Shift Left or Stay Right? Streaming vs Batch Processing Deep Dive

Here's a truth that marketing materials won't tell you: most production data platforms use both batch and streaming. The question isn't "which is better?" but "which is right for this specific use case?"

Consider two scenarios from the same company:

1Fraudulent pattern emerges at 2:47 AM

↓

2Flink detects within 50ms

↓

3Transaction blocked instantly

$2.3M fraud prevented

1Collect 6 months of transaction data

↓

2Spark processes 500TB overnight

↓

3Train improved fraud model

12% accuracy improvement

Same company, same data, different paradigms. Both essential. This guide examines both approaches honestly: their genuine strengths, hidden complexities, and what you should understand before choosing.
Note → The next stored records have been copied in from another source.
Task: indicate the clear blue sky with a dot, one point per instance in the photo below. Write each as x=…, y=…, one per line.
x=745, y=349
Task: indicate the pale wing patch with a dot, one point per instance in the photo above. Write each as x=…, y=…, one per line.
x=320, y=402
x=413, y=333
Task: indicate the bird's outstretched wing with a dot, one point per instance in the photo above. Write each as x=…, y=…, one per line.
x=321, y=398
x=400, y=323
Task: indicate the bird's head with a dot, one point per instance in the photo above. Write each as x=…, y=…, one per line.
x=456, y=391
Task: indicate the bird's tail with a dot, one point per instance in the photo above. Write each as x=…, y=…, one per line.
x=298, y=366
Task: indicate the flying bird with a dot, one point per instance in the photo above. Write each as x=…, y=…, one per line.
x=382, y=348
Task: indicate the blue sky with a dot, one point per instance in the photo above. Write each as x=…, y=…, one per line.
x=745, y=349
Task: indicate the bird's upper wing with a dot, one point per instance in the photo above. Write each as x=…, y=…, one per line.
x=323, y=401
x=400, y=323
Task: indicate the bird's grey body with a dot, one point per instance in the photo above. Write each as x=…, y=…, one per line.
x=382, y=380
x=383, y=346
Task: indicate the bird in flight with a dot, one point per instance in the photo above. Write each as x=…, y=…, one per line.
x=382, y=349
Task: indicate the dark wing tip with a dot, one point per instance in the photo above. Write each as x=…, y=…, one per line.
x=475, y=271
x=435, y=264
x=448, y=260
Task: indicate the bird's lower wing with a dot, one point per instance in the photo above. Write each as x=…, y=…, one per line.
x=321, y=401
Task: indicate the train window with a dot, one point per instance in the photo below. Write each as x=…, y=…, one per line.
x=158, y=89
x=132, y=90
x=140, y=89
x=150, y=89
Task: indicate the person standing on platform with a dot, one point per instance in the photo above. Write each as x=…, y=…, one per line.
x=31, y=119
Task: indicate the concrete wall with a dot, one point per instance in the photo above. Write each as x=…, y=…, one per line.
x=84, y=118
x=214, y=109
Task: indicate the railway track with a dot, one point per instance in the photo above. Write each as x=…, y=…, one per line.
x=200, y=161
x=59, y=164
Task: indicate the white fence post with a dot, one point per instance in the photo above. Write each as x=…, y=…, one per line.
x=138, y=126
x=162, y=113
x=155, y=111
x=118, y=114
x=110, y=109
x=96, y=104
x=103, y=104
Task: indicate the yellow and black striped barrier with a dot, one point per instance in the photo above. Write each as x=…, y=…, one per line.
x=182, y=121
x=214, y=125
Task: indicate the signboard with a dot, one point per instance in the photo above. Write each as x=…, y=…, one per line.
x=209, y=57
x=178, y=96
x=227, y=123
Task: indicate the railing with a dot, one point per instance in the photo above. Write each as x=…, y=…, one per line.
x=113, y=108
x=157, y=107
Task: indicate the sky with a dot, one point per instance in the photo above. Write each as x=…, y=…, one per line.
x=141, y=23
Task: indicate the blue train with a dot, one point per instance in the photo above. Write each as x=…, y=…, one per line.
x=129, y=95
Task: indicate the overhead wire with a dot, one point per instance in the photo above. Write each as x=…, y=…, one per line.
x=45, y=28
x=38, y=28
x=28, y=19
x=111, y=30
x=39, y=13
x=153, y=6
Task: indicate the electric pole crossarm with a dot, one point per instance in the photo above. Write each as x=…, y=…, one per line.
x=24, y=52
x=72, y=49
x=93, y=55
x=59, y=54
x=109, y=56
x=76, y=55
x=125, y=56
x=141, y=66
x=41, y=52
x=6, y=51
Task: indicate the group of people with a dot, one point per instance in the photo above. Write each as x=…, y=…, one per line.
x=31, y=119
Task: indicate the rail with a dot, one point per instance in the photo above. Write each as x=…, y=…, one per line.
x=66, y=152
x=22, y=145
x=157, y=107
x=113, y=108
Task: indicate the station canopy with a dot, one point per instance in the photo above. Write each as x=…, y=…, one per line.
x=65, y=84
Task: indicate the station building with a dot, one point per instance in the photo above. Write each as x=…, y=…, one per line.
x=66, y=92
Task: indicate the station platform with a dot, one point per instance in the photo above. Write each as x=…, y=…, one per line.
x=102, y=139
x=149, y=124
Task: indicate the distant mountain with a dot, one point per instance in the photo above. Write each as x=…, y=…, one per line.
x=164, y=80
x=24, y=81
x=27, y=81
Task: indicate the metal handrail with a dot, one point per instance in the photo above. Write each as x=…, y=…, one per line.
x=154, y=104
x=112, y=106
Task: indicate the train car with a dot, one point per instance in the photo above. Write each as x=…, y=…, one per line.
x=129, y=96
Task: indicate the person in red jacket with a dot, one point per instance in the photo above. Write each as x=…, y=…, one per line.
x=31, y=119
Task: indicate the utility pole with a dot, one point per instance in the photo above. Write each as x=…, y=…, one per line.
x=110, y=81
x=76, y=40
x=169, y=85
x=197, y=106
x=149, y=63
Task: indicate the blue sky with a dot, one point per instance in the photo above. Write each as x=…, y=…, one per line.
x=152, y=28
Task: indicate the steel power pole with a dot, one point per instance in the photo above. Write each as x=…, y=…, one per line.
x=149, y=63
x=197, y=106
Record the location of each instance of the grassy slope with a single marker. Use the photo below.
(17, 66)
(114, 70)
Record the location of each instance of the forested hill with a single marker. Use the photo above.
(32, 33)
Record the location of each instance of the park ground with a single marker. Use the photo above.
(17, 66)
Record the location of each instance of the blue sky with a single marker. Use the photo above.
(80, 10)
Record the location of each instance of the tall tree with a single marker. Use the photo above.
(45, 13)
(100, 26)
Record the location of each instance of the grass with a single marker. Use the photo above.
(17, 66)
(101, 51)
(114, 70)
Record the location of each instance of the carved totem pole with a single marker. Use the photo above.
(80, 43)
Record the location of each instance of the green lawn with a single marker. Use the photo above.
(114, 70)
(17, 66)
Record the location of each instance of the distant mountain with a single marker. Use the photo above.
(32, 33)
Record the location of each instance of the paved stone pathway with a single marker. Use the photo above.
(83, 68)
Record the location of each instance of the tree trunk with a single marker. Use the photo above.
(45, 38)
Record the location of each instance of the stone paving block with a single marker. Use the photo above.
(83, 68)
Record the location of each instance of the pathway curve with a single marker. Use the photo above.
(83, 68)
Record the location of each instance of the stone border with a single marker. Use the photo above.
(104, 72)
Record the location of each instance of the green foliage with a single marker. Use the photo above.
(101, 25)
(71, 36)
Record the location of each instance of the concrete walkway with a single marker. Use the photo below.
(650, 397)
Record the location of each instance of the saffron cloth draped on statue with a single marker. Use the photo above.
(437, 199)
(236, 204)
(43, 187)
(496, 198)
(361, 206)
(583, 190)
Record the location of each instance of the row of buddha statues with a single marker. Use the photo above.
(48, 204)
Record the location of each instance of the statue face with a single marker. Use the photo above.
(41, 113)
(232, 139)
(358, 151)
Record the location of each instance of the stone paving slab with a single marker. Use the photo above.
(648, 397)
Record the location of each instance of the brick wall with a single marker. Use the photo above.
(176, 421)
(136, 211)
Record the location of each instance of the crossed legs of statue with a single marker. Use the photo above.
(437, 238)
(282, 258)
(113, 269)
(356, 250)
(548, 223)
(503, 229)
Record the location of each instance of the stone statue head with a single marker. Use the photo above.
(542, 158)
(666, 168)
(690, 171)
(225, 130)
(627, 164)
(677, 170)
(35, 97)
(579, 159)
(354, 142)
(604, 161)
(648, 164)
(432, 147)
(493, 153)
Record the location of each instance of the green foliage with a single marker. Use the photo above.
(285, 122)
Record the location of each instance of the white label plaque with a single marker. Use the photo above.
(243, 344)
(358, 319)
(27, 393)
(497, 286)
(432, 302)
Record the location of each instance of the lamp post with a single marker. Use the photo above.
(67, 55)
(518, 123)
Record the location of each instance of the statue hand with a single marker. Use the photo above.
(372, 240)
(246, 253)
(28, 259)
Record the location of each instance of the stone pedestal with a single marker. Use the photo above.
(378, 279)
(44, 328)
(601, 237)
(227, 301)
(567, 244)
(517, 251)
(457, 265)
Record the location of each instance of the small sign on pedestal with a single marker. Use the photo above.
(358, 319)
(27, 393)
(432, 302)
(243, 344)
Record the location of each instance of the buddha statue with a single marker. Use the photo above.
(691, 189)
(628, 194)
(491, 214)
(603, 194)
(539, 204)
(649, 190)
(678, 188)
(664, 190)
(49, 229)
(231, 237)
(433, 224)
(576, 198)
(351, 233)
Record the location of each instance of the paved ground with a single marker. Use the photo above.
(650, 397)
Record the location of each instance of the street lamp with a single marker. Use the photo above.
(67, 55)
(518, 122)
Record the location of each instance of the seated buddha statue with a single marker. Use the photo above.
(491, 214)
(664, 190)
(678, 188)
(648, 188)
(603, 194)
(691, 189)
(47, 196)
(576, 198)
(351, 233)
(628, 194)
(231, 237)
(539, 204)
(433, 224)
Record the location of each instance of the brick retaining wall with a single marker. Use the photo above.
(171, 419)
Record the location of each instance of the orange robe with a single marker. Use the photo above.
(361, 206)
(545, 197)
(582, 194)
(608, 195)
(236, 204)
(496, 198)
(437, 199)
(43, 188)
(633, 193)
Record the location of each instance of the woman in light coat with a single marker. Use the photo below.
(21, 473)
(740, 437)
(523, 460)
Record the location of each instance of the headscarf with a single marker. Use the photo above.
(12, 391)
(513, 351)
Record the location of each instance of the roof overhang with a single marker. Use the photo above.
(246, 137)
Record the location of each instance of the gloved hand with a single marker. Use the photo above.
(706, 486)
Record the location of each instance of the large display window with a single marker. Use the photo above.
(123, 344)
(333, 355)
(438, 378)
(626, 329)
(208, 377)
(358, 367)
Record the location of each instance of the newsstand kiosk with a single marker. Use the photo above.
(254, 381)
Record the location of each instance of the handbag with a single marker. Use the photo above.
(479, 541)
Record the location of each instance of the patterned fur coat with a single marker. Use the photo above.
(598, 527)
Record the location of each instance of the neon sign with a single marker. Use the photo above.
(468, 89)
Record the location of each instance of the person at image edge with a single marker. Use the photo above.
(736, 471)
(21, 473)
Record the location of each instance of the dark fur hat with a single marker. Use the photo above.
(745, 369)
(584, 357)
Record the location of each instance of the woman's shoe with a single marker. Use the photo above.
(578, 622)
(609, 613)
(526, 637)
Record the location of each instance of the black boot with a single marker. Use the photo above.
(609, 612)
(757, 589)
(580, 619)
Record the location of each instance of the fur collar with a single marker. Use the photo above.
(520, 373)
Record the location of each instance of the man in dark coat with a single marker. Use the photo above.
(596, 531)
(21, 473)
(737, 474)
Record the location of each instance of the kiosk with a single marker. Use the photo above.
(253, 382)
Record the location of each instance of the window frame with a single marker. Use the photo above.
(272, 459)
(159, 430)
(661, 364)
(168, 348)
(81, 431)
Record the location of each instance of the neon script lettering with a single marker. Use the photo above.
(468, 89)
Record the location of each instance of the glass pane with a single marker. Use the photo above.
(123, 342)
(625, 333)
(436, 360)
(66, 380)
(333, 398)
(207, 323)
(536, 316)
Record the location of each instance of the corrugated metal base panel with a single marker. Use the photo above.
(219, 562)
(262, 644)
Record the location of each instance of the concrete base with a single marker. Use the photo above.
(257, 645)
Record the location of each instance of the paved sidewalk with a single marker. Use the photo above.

The best architecture is the one your team can operate reliably. Technical elegance means nothing if you can't debug it at 3 AM.

Two Mental Models

Batch and streaming aren't just different technologies. They represent fundamentally different philosophies about data. Understanding these mental models helps you choose wisely.

Batch Philosophy

"Collect everything, analyze thoroughly." Optimized for completeness and correctness. Process data in large chunks on a schedule. Better late than wrong.

Streaming Philosophy

"Process as it happens." Optimized for latency and reactivity. Data is a continuous flow, not discrete batches. Approximate now beats perfect later.

Batch: The Proven Workhorse

Batch processing has powered data warehousing for decades. It's the foundation of SQL, ETL, and business intelligence. The model is simple: accumulate data, process it on a schedule, serve the results.

Complete Picture

All data is present before processing begins. No worrying about late arrivals or out-of-order events. Joins across the full dataset are straightforward.

Simple Retry Logic

Job failed? Re-run it. Idempotent by design. No state to manage between runs. Full recompute is always an option.

Mature Ecosystem

Decades of tooling: Airflow, dbt, Spark. Every engineer knows SQL. Debugging is well-understood. Hiring is easier.

Cost Predictable

Efficient resource usage with on-demand compute. No always-on infrastructure for sporadic workloads.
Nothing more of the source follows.